The majority, however, states that “[t]he simple truth is that plaintiff adequately explained its computerized chargeback sheets.” (164 Ill. App. 3d at 755.) My reading of the record indicates the contrary.
In finding for defendant, the trial court also relied on “evidence in plaintiffs exhibits that there was a transferring of deficit or debit amounts between account No. 35988, which is the account number involved in this suit of this defendant, and a different account entirely, namely No. 30440.” Under these transfer orders, apparently $3,196.78 of rejects in March and $1,076.22 of rejects in April were transferred over to defendant’s account. The majority finds that the trial court erred in relying on these unexplained transfers. “[T]he possible transfer of deficit amounts to defendant’s account from an unrelated account revealed by three entires in plaintiff’s group exhibit did not require the conclusion that plaintiff did not prove by a preponderance of the evidence that defendant owed it the amount claimed.” (164 Ill. App. 3d at 756.) Nevertheless, I believe the trial court was entitled to consider this unexplained inconsistency or error in the records. While a business record, such as a bill, is admissible as prima facie evidence of the fact stated thereon, the record itself must be regular and there must be nothing to cast suspicion on the transaction. Morrissey v. Ward (1972), 9 Ill. App. 3d 241, 292 N.E.2d 110 (abstract of opinion).
The trial court also relied on “further evidence that a different store operator took over the store in question” after October 1983. The majority states that defendant’s testimony “that he sold the store in January 1984 and his failure to disclaim responsibility for the rejected coupons because he was not operating the store when they were sent to plaintiff settled any doubt as to when he stopped operating it.” (164 Ill.
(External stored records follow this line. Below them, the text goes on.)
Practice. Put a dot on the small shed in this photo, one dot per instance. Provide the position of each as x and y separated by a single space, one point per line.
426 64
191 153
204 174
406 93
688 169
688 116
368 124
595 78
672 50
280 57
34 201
App. 3d at 756.) The majority relies upon McCormick v. McCormick (1983), 118 Ill. App. 3d 455, 455 N.E.2d 103, where the court held that exhibits attached to a complaint negate conflicting allegations only if they are the documents upon which the claim is founded, and not if they are merely evidentiary in nature and not the instrument sued upon.
The majority “recognize[s] that McCormick involved a context and issue different from those involved here.” (164 Ill. App. 3d at 756.) Nevertheless, it inexplicably relies on McCormick in an argument contrary to its other findings. The majority bases its holding on reasoning that the trial court erred in completely disregarding the computer sheets, which deserve such great weight that the court was compelled to enter judgment in favor of plaintiff. Then, it suddenly reasons, perhaps in the alternative, that the trial court erred in relying on the same computer documents because the documents were merely evidentiary in nature, not the instruments sued upon, and thus not conclusive evidence that the facts were contrary to plaintiff’s aliegallons. I cannot agree with the majority reasoning to rely on all parts of the computer records except for the “merely three evidentiary items which cast some doubt on plaintiff’s case.” 164 Ill. App. 3d at 757.
Finally, I note that Pharr repeatedly testified that defendant’s coupons were rejected because of audits of his store. She stated that in audits, manufacturers actually enter and review the store, and give the owner a questionnaire. After defendant testified that he did not recall ever being audited by anyone regarding coupons, on rebuttal Pharr modified her testimony and stated that an audit might involve only driving by the store and taking a photograph of its exterior.
I would hold that the judgment of the trial court in favor of defendant is amply supported by the evidence and should be affirmed.